Internet in Russia - Mass Usage

Mass Usage

In 1990—1991 Relcom's network was rapidly expanding, it joined EUnet and was used to spread news about the Soviet coup attempt of 1991 worldwide while coupers through KGB were trying to suppress mass media activity on the subject. After the fall of the USSR many former Soviet state-controlled structures were inherited by the Russian Federation, vast telephone networks among them. With the transformation of the economy, market-based telecommunication industries grew quickly, various ISPs appeared.

Meanwhile, the first Russian FidoNet node reportedly started in October 1990 in Novosibirsk, and the USSR was included in FidoNet's Region 50. Russian FidoNet activity did contribute to development of Runet, as mass-networking over BBSes was for a time more popular than over the Internet in the early 90s.

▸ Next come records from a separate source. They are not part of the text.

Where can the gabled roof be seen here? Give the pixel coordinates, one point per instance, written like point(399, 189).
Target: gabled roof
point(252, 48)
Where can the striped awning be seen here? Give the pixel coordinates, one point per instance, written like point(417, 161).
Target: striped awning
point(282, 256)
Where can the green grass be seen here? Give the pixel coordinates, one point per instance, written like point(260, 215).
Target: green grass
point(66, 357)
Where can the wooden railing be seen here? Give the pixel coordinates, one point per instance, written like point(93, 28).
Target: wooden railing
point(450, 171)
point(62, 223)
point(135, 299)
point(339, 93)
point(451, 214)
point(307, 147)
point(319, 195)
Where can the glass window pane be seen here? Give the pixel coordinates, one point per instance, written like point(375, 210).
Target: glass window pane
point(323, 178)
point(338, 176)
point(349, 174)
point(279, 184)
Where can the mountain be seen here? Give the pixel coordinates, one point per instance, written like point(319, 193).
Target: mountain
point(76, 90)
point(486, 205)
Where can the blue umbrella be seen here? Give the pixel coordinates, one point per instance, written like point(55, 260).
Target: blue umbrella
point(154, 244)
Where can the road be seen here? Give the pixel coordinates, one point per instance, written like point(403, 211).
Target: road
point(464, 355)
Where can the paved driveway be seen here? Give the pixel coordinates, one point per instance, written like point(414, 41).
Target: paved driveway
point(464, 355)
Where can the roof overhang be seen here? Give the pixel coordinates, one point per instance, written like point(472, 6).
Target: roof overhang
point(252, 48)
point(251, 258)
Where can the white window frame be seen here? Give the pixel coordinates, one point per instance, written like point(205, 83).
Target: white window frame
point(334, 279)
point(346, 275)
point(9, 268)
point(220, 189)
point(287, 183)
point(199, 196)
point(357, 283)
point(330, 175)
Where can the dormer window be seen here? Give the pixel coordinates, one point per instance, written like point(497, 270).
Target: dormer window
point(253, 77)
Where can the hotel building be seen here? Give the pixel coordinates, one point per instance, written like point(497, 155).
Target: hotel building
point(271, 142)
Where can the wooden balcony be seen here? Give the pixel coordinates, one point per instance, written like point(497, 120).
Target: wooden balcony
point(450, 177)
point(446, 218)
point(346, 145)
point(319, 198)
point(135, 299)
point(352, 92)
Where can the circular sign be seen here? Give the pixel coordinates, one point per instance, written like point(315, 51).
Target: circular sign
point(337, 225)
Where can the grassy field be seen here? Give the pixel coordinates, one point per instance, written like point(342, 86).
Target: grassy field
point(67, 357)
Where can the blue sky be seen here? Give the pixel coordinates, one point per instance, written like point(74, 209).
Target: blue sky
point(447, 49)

By the mid 1990s, computer networks (where TCP/IP was replacing UUCP) appeared in many branches of regular life and commerce in Post-Soviet states. The Internet became a popular means of communication for anyone in the world who spoke Russian. National so-called Nets of former Soviet Republics began to occur (e.g. Uznet, Kaznet and others).

In October 2007 then Deputy Prime Minister Dmitry Medvedev announced that all of the schools in Russia (about 59,000) were connected to the Internet, but later concerns were publicized that there were problems with a contractor to serve them. Also in December 2007, as a follow-up to the noted Ponosov's Case, which dealt with the use of illegal software in a Russian school, plans were announced to officially test Linux in the schools of Perm Krai, Tatarstan and Tomsk Oblast to determine the feasibility of further implementing Linux-based education in the country's other regions. In subsequent years test results were considered successful, but new organizational problems appeared, including obscurities with distribution of funds assigned by state.